第一章:归乡与红嫁衣
黄沙是龙骨沟给归人的第一份见面礼。林墨踩着被风蚀得只剩轮廓的土路往里走时,正午的日头正把沙砾烤得发烫,每走一步都像踩碎了无数细小的玻璃碴。三天前接到堂叔电话时,他正在上海的画室给新展的油画上光。"你婆没了。" 堂叔的声音裹着电流的杂音,像从深井里捞上来的,"明儿个下葬,你...... 能回就回吧。" 挂了电话,调色盘里的钴蓝与钛白突然混作一片浑浊的灰,像极了此刻龙骨沟的天。
祖母的葬礼办得仓促。土坯垒的灵堂前,白幡被穿堂风扯得猎猎作响,几个本家婶子蹲在灶台边烧纸,火舌舔着黄表纸,腾起的纸灰粘在她们包着白头巾的发梢上。林墨跪在灵前磕了三个头,膝盖下的沙土混着碎麦秸硌得生疼。他抬眼扫过人群,却发现本该最热闹的葬礼透着一股诡异的安静 —— 没人哭丧,没人议论,连孩子们都被大人死死拽着,眼神怯生生地瞟向村口那条通往深山的路。
"后生,节哀。" 一只粗糙的手掌突然拍在他肩上。村长赵德山站在身后,枣红色的对襟褂子上还沾着泥点,脸上沟壑纵横的皱纹里像藏着没说出口的话。"婆走得安详,是喜丧。" 他顿了顿,声音压得极低,"山里不太平,晚上别往外走,尤其别往西边矿洞那边去。山神新娶了新娘,正缺祭品呢。"
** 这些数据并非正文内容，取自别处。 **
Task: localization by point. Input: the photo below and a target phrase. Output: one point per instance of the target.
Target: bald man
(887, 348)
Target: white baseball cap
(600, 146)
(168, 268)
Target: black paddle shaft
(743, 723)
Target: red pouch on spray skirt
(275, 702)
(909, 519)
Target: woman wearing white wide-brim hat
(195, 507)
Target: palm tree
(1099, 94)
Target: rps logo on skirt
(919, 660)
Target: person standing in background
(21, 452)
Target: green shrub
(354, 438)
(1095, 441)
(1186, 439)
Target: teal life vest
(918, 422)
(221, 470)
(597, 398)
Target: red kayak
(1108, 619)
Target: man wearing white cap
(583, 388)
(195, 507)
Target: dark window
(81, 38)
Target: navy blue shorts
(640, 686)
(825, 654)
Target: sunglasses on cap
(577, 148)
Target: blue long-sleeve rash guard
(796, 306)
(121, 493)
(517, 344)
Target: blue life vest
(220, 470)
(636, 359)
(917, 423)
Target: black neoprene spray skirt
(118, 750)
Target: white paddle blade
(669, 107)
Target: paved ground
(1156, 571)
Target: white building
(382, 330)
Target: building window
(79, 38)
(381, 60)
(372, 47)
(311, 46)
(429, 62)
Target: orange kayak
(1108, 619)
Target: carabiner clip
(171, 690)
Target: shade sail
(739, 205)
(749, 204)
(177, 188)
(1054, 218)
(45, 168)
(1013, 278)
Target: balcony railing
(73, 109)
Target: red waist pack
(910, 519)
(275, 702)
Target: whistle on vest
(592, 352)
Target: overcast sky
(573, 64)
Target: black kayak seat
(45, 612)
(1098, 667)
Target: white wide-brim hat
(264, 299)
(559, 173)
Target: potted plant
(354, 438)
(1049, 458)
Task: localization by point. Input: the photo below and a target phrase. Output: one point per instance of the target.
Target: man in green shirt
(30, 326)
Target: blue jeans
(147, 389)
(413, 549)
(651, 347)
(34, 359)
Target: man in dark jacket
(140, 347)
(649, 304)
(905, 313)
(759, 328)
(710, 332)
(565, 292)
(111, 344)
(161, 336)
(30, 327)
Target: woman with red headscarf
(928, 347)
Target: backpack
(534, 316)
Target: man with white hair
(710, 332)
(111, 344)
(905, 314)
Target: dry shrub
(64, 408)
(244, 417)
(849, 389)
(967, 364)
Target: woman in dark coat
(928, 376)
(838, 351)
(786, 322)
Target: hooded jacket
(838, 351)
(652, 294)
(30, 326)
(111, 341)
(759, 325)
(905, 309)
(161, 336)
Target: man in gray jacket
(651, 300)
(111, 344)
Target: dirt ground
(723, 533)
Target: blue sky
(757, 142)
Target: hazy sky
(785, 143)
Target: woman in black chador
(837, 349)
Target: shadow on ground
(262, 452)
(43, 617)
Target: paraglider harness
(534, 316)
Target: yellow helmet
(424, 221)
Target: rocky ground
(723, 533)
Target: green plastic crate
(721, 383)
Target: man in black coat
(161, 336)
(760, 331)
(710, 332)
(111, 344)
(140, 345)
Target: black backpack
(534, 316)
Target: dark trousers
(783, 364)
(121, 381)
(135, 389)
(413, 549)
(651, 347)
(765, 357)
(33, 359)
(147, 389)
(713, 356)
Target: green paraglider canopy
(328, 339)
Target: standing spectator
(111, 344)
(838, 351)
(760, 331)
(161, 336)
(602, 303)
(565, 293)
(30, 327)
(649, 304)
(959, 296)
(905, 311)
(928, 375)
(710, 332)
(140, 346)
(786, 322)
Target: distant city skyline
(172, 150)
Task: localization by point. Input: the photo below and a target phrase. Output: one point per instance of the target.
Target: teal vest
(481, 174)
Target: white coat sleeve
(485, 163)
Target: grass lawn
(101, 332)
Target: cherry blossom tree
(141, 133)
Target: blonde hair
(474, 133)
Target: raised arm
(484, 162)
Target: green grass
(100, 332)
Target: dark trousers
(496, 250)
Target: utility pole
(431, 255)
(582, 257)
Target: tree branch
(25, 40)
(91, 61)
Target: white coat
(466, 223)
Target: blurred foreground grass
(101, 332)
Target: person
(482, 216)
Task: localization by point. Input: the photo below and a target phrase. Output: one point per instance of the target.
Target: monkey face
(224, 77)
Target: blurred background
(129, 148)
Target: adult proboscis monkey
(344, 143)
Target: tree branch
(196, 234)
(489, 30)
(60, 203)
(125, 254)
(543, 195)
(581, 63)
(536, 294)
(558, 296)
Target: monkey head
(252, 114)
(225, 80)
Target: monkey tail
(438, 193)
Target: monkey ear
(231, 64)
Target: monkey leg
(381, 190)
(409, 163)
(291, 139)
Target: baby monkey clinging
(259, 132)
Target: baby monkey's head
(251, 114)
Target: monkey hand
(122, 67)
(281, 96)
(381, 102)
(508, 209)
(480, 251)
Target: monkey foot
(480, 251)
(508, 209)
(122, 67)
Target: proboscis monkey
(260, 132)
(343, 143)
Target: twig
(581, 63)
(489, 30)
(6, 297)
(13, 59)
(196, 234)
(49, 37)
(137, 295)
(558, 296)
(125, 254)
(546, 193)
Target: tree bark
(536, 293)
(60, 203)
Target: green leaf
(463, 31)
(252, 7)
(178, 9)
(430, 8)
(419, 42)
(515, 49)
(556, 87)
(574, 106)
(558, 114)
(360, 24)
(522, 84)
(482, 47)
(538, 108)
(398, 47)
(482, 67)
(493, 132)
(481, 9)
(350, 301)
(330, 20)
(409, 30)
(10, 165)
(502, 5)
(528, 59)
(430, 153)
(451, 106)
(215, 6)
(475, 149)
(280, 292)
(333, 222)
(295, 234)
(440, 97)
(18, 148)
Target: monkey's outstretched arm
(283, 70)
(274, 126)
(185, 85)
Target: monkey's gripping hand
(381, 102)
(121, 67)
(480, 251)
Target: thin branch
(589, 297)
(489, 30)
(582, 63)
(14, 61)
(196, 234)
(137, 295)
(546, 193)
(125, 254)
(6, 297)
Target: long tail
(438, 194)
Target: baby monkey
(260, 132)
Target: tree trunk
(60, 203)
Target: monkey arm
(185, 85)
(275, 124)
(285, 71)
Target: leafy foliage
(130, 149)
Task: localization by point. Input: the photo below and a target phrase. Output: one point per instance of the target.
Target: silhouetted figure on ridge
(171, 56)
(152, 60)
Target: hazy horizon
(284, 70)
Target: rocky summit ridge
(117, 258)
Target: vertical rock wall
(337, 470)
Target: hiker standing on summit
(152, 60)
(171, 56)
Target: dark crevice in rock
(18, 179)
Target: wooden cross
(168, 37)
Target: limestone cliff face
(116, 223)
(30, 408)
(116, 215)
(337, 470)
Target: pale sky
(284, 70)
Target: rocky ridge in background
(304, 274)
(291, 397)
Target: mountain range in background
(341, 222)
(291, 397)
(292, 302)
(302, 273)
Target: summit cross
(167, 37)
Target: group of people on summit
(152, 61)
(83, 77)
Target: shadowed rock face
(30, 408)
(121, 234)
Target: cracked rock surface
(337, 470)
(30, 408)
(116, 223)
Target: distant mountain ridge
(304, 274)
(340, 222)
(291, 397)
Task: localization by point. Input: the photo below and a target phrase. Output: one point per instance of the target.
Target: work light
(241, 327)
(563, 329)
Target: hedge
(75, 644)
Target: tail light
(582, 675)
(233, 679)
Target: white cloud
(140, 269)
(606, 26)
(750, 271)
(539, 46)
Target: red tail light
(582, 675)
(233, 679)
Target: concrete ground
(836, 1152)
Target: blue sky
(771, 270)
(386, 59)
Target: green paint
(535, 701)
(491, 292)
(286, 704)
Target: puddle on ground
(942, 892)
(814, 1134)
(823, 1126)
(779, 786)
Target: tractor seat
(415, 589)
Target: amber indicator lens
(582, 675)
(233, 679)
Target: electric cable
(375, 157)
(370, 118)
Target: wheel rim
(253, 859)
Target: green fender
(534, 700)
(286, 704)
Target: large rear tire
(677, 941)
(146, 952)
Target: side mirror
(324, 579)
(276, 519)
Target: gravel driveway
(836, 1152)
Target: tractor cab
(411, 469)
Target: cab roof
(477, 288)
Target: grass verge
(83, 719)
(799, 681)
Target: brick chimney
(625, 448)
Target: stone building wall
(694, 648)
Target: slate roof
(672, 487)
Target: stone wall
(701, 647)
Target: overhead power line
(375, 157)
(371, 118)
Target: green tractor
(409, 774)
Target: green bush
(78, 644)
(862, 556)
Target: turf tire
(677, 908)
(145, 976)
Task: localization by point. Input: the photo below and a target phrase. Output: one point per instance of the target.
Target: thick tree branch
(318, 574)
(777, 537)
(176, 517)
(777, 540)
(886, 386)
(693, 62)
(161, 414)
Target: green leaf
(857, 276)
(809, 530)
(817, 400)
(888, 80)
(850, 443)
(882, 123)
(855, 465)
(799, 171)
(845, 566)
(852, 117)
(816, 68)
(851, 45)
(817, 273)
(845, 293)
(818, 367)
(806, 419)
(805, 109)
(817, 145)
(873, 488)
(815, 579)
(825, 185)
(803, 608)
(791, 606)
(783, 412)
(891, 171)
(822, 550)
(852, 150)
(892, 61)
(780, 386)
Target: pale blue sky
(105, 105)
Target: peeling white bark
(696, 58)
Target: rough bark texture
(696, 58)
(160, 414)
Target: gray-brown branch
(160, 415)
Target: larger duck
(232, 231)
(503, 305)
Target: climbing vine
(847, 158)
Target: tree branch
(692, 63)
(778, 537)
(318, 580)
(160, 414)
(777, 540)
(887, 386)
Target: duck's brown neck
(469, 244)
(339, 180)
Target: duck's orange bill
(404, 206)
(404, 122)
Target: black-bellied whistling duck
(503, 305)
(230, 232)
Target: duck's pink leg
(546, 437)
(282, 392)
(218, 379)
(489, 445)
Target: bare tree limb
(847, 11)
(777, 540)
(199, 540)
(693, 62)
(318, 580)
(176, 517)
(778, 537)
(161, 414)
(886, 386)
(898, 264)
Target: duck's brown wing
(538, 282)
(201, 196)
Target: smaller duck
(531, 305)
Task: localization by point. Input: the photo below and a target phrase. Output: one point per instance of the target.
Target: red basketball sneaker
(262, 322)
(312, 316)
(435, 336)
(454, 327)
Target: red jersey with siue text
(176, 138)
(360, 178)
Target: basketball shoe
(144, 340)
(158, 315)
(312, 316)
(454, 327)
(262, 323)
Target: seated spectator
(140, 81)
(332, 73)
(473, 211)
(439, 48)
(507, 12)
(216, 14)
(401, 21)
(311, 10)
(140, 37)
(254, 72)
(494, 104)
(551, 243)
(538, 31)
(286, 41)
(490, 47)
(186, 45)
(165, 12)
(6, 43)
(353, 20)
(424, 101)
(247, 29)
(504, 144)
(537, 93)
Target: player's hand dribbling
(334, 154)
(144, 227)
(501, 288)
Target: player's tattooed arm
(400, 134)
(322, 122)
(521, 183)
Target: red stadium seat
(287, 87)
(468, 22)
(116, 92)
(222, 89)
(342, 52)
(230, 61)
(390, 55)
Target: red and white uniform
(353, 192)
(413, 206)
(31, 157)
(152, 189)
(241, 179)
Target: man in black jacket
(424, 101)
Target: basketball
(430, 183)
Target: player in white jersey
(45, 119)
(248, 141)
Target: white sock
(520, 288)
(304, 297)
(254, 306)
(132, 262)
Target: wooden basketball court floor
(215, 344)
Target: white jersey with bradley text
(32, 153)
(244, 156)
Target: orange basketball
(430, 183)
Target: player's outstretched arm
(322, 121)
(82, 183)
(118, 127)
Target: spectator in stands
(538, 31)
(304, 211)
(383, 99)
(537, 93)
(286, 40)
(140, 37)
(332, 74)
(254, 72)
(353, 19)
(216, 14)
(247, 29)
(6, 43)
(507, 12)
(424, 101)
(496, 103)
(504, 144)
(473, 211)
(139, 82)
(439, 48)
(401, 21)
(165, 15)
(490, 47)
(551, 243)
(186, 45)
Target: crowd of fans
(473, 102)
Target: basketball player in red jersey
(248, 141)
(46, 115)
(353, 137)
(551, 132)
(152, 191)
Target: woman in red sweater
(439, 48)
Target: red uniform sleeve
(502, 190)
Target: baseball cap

林墨皱眉。西边矿洞?那是十年前被封的废弃铁矿,早成了孩子们探险的禁地。他想问什么,赵德山却已经背着手走开了,背影佝偻得像株被风沙压弯的老榆树。这时,旁边两个烧纸的婶子突然压低了声音,碎言片语像火星子似的溅进他耳朵:"...... 村医家的小雅,都失踪三天了"" 可不是嘛,前儿个还见她在井台边洗衣裳,红棉袄红棉裤的,鲜亮得很 ""嘘!小声点!那是山神爷看上了......"
红棉袄?林墨心里猛地一沉。他想起今早路过村医家时,窑洞门虚掩着,院里晾衣绳上空荡荡的,只有半截被风吹断的红布条挂在绳头,在灰黄的天地间晃得刺眼。
葬礼散后,林墨独自回到祖母住了一辈子的窑洞。土炕上铺着磨得发亮的蓝布褥子,墙皮剥落的地方露出里面的麦草,炕头的木箱锁着,黄铜锁扣上锈迹斑斑。他摸出祖母生前塞给他的备用钥匙 —— 那把挂在红绳上的铜钥匙,绳结处还留着她常年摩挲的温度 —— 插进锁孔,"咔嗒" 一声轻响,尘封的秘密仿佛就在这一瞬松动了。
箱子里没有金银细软,只有几件叠得整齐的旧衣裳,最底下压着个红布包。林墨解开布包,里面竟是一幅刺绣,约莫二尺见方,缎面已经泛黄,但上面的针脚依旧细密。他把刺绣铺在炕上,瞳孔骤然收缩 —— 这绣的分明是龙骨沟的地形图!
窑洞群、老井、沙棘坡,甚至村口那棵歪脖子老槐树,都被绣得清清楚楚,连每户窑洞的位置都用黑线标出了轮廓。而在地图中央,赫然绣着一场诡异的 "婚礼":八个戴着兽面的小人抬着花轿,轿子里坐着个穿红嫁衣的新娘,裙摆上绣着缠枝莲纹,凤冠霞帔的样式和他小时候在祖母嫁妆匣里见过的红嫁衣如出一辙。更让他心惊的是,新娘坐着的位置,恰好被一圈醒目的朱砂圈住 —— 那位置,正是村医家窑洞的坐标!